Saddam has been happy to play along with this foul fiction, no doubt because a lifetime as a military commander teaches him that casualties on your side are not human lives lost as much as successes for the other side.
Many journalists have been stunned by the extent of the censorship into a sullen acceptance of it.
The sheer excitement of putting on gas masks and attending briefings in battledress (as the military insist that correspondents in Saudi Arabia do) has convinced many correspondents that they are fighting the war as well.
Others at home, or safe in Cairo or Ankara, have fallen in with the general view that in wartime it is right to tell a lot of lies and dress it up in expert military doggerel.
But there is resistance, and at the first meeting of Media Workers Against the War on 28 January it came out into the open.
The importance of this new organisation is that it can give some courage to those journalists who are opposed to the war and refuse to be browbeaten by the censor or by their executives into telling lies or indulging in hype.

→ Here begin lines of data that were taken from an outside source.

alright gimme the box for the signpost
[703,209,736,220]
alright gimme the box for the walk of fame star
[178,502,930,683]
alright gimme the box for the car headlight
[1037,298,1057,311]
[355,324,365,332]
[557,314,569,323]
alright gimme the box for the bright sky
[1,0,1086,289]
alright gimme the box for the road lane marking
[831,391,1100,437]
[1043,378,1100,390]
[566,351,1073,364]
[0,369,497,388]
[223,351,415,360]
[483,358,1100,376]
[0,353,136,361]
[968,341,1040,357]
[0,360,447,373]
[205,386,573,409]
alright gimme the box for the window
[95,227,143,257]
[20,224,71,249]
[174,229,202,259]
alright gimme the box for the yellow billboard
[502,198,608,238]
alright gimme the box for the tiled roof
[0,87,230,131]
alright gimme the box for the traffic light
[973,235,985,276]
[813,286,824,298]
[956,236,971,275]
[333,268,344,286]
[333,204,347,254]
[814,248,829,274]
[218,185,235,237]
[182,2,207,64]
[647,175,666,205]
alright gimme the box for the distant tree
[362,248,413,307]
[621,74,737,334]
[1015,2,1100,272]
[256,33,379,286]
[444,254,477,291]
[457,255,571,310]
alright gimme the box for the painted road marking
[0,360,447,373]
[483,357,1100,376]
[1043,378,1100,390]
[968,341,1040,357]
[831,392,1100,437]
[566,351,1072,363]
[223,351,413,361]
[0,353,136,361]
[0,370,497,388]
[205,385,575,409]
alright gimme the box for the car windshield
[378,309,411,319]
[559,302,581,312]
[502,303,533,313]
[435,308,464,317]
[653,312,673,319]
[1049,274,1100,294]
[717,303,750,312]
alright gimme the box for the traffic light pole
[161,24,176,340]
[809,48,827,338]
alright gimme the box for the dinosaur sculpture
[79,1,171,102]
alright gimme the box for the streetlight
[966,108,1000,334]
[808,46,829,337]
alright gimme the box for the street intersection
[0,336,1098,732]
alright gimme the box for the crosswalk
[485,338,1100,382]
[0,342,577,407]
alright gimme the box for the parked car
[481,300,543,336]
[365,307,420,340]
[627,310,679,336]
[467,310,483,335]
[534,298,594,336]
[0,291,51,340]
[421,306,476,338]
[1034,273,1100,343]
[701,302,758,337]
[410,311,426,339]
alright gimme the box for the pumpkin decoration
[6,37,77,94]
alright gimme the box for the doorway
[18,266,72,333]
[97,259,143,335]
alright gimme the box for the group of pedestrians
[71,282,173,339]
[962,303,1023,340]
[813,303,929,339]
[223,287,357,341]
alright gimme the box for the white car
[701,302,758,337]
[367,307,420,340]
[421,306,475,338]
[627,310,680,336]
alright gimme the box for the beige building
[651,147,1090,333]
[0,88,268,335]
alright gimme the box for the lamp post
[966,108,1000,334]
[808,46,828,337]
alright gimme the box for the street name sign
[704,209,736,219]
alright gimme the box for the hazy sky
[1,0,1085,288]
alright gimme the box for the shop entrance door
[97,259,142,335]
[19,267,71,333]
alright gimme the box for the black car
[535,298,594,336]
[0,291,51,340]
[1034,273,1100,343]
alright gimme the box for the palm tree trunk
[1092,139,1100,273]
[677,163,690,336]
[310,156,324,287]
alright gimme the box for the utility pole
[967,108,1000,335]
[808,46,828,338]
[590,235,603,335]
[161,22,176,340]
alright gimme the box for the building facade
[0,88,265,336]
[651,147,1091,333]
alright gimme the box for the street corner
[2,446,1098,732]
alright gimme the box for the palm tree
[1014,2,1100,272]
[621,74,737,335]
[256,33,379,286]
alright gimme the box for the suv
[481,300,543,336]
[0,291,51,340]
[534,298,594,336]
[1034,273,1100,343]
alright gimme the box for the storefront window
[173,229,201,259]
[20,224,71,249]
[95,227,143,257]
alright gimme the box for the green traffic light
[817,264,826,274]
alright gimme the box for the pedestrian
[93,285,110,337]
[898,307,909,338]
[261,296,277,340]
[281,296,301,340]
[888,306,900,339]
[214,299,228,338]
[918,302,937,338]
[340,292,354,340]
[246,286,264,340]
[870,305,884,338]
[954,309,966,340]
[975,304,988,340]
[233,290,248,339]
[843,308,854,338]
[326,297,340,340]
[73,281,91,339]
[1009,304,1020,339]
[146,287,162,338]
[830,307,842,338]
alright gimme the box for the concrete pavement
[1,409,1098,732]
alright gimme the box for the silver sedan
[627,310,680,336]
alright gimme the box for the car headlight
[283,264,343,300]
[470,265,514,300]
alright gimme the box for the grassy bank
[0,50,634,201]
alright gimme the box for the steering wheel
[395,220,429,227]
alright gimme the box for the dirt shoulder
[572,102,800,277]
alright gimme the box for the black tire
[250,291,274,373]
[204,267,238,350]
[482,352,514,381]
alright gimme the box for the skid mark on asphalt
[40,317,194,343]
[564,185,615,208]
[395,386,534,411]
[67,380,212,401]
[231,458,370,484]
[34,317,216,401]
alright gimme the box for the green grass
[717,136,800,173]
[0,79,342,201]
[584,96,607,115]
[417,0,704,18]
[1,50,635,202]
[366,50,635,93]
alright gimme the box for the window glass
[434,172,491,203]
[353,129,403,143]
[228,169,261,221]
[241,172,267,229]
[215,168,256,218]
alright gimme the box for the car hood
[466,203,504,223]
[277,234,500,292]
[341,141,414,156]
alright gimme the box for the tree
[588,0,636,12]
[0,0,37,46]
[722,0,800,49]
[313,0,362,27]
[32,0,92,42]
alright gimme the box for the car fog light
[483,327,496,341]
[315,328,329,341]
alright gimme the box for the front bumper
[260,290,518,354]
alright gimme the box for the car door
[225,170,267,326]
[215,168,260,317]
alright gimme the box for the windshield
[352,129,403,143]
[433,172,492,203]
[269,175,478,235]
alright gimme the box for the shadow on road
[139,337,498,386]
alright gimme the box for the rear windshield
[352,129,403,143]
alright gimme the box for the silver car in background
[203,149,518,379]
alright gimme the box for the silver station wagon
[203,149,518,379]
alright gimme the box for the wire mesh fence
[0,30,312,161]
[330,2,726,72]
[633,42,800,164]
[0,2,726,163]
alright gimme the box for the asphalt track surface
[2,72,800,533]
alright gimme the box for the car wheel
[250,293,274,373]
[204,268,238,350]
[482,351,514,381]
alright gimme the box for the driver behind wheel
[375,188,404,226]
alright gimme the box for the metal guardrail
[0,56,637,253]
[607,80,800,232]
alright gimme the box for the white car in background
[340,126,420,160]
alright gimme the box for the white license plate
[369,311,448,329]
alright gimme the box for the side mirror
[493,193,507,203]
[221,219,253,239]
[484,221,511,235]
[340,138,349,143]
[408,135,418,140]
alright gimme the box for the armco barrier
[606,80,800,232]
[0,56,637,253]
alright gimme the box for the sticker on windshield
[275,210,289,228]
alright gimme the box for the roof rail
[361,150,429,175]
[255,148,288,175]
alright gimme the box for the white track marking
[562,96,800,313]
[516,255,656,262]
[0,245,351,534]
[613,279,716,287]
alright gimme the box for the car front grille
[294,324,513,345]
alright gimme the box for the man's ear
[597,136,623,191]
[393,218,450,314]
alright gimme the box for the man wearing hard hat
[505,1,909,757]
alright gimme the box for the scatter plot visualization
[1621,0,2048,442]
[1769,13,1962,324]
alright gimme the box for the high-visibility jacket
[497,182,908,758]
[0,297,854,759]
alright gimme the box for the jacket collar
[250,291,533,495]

The arguments against the war are so strong, and the popular support for war so fragile, that journalists’ resistance to censorship inside and outside media offices is likely to grow.
One way of pushing it along is to organise small groups of anti-war journalists inside the offices, and to meet regularly to discuss its coverage.
One reason why the authorities are so keen to get the war over quickly is that the longer it drags on the more reluctant will journalists be to lie about it.